The founder of e-commerce giant Alibaba and China’s richest man, Jack Ma, is in India after apparently being swayed by the persuasive powers of prime minister Narendra Modi to come and do business in the subcontinent.

And expectedly, his visit to New Delhi has got India’s fledgling e-commerce industry rather excited. Alibaba, after all, is one of the world’s largest internet companies and raised an astounding $25 billion in its initial public offering (IPO) this September.

Yet, Ma and Alibaba need India just as much as India need the Chinese e-commerce behemoth.

For one, India has been a strong sourcing destination for Alibaba for some years now. The company established a customer service operation (PDF) in Mumbai in 2010, when it was adding over 30,000 new users to its Indian base of 1.45 million small businesses (as of June 2010).

In 2010, India was the largest supplier market outside of mainland China for Alibaba.com and the second largest buyer market.

“Indian small businesses are savvy and they understand the advantages that the internet can bring to them both in domestic and foreign trade,” David Wei, the CEO of Alibaba.com had said.

Four years on, Indian vendors on Alibaba still comprise the second largest group of sellers after the Chinese.

Size does matter

After its record IPO, “Alibaba is looking for growth opportunities across the globe,” said Arvind Singhal, chairman of retail advisory firm Technopak.
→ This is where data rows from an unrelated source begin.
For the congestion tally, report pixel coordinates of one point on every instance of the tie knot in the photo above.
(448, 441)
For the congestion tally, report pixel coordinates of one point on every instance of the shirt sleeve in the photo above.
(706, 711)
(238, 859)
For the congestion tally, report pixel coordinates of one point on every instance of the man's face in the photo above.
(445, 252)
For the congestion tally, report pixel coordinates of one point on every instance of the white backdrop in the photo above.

For Ma, India’s geographical proximity to China, a sprawling manufacturing sector and unorganized distribution make it an ideal market to expand Alibaba’s core business-to-business (B2B) model, said Singhal

India already permits 100% foreign direct investment in B2B e-commerce—but the fastest growing e-commerce market in Asia is being led by business-to-consumer (B2C) focused firms.

With the country’s e-commerce market projected to grow to $6 billion in 2015, a 70% increase over 2014 revenues, according to Gartner, the size of India’s marketplace makes it important for Alibaba. “The sheer numbers do create a momentum,” said Devangshu Dutta of  Third Eyesight, a retail consulting firm.

India’s interest

Indian e-commerce firms could have an interest in Alibaba’s arrival for one of three possible reasons, according to Singhal.
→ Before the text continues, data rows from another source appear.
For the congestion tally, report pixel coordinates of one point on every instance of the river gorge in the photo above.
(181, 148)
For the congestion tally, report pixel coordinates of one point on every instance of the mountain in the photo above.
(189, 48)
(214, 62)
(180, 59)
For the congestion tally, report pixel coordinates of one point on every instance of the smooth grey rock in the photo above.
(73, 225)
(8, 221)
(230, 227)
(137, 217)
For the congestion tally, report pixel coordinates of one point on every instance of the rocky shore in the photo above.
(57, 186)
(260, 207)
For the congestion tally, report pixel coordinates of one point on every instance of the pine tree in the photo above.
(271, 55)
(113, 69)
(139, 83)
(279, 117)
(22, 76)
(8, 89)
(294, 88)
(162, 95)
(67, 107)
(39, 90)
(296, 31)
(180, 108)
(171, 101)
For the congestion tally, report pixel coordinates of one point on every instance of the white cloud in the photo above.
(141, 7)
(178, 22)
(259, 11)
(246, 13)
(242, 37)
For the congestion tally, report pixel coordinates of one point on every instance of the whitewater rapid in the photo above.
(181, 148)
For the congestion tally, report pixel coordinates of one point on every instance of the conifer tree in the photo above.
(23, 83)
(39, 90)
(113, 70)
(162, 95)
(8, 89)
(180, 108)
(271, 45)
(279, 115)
First, as a potential joint venture partner to benefit from Alibaba’s size, expertise and financial clout. India’s largest e-commerce companies are still only a fraction of Alibaba’s size, and there is much to learn from a company that can sell goods worth $1.8 billion in 60 minutes.
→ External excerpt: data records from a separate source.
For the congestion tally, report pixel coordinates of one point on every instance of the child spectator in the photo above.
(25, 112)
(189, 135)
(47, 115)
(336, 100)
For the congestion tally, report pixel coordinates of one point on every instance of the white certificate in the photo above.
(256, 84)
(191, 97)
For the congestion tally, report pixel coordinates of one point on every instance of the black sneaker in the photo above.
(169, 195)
Second, domestic firms may be seeking a strategic investment from Alibaba, along the lines of what Softbank has been doing in India lately. Masayoshi Son—Softbank chief, Japan’s richest man and an early investor in Alibaba—poured in over $600 million in Snapdeal late last month.

And finally, investors in Indian e-commerce companies might want to pull out as the marketplace heats up and look to sell their stakes to the likes of Alibaba. “The competitive intensity might get too much,” said Singhal.